The general public widely believes depression is the result of a chemical imbalance, which shapes how people understand their moods. It may also discourage them from discontinuing a prescribed antidepressant medication, potentially leading to lifelong dependence on these drugs. An umbrella study by Moncrieff et al found “there is no convincing evidence that depression is associated with, or caused by, lower serotonin concentrations or activity.” The researchers said most studies did not find evidence of reduced serotonin activity in people with depression when they were compared to people without depression. The chemical imbalance theory of depression is now seen as an urban legend, “never a theory seriously propounded by well-informed psychiatrists,” according to pro-medication psychiatrist Ronald Pies.

Moncrieff and others have also noted there are adverse effects from taking antidepressants. In “Persistent adverse effects of antidepressants, she said we are not clear about the nature of the neurochemical and physiological changes that occur when we take an antidepressant. “We are even less certain about how the body, including the brain, adapts to the long-term presence of these drugs.” We also do not know whether the changes produced by the drugs in the brain return to normal when the drugs are stopped; or if the changes persist.

Moncrieff then pointed to the withdrawal effects with long-term antidepressant use. She said the evidence suggests a picture similar to benzodiazepine withdrawal. There is a range of duration and intensity, where not everyone experiences noticeable or debilitating symptoms, but there are numerous reports of “withdrawal symptoms being severe and protracted.”

Moncrieff also referred to a 2006 article by David Healy and others that associated antidepressants and violence in some individuals. Healy said mechanisms that linked antidepressant treatment (rather than the depression itself) to violent behavior included akathisia, emotional disinhibition, emotional blunting, and manic or psychotic reactions. “There is good evidence that antidepressant treatment can induce problems such as these and a prima facie case that akathisia, emotional blunting, and manic or psychotic reactions might lead to violence.”

A group of researchers from the Nordic Cochrane Center in Denmark, including Peter Gøtzsche, published a meta-analysis in 2016 that confirmed Healy et al’s findings, according to Moncrieff. They found the risk of aggressive behavior doubled with the use of antidepressants. They also said akathisia was under-reported. Although akathisia occurred more often with study participants who used antidepressants, the difference was not significant. While they found no significant differences in mortality or suicidality, “our data confirmed the increased risk of suicide in children and adolescents.”

A 2016 literature review of long-term newer antidepressant use (SSRIs and SNRIs) by Carvalho et al noted over 12 adverse effects from antidepressants, that included weight gain, bleeding, sleep disturbance, diabetes, osteoporosis and others.
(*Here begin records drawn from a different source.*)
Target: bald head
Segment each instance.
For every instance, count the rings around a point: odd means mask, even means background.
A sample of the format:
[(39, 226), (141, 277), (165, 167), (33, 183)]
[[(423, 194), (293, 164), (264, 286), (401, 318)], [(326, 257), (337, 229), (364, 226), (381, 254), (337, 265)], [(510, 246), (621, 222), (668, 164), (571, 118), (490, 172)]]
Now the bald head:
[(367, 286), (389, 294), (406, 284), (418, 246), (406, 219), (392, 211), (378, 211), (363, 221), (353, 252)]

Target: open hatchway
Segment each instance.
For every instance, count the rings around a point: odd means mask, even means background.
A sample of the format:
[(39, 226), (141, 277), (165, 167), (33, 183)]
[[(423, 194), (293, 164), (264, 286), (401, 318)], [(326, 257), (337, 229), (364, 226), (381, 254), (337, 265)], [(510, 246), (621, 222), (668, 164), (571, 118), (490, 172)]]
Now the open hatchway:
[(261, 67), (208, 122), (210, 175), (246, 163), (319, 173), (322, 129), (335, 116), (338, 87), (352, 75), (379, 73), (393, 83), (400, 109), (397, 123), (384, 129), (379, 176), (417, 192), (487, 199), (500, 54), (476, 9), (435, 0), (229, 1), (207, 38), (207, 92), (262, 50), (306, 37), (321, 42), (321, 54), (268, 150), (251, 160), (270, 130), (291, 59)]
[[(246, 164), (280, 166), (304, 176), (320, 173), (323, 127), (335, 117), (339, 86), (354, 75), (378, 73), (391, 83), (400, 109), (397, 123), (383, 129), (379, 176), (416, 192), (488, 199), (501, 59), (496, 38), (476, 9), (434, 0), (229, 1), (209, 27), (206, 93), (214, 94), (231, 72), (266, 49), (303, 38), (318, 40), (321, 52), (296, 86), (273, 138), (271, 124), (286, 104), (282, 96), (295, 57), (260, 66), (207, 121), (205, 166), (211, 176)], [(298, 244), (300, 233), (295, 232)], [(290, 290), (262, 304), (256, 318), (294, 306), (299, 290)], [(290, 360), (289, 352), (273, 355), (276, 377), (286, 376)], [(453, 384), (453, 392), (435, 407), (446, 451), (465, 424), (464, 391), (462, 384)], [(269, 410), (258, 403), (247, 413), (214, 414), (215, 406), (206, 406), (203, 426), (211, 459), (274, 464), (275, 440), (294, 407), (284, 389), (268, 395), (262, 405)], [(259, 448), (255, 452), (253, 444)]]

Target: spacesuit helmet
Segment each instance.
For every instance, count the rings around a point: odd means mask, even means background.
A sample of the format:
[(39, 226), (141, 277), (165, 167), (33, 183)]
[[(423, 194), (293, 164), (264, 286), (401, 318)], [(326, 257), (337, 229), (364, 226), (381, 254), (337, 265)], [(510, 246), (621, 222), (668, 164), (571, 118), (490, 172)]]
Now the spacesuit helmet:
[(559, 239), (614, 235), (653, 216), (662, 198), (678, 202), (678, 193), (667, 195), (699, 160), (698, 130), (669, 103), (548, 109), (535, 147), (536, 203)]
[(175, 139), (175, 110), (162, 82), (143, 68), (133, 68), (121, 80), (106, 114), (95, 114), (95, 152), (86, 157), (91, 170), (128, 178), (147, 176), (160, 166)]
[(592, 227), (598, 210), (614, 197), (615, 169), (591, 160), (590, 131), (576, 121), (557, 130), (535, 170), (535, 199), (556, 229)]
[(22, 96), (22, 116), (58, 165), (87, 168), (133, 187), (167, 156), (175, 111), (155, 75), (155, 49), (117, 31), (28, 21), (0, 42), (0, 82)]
The findings of this review suggest that long-term treatment with SSRIs and SNRIs “should be avoided if alternative treatments are available.” The authors noted there is a tendency to extend antidepressant treatment for long periods of time, believing that it protects against recurrence. However, that was not true in all cases. “This finding indicates that in patients with chronic recurring MDD, recurrences are difficult to prevent with [antidepressant] use only.”

It seems that the PHQ-9 depression scale has contributed to the overdiagnosis of depression and the overuse of antidepressants. One might even suggest this was exactly what it was developed to do. The PHQ-9 helped Pfizer (and eventually other pharmaceutical drug companies) reach into the untapped market of primary care physicians and gave them a tool they felt comfortable using in order to prescribe antidepressants to their patients. Unfortunately for the PHQ-9, the evidence that antidepressants have limited efficacy and multiple adverse side effects is growing.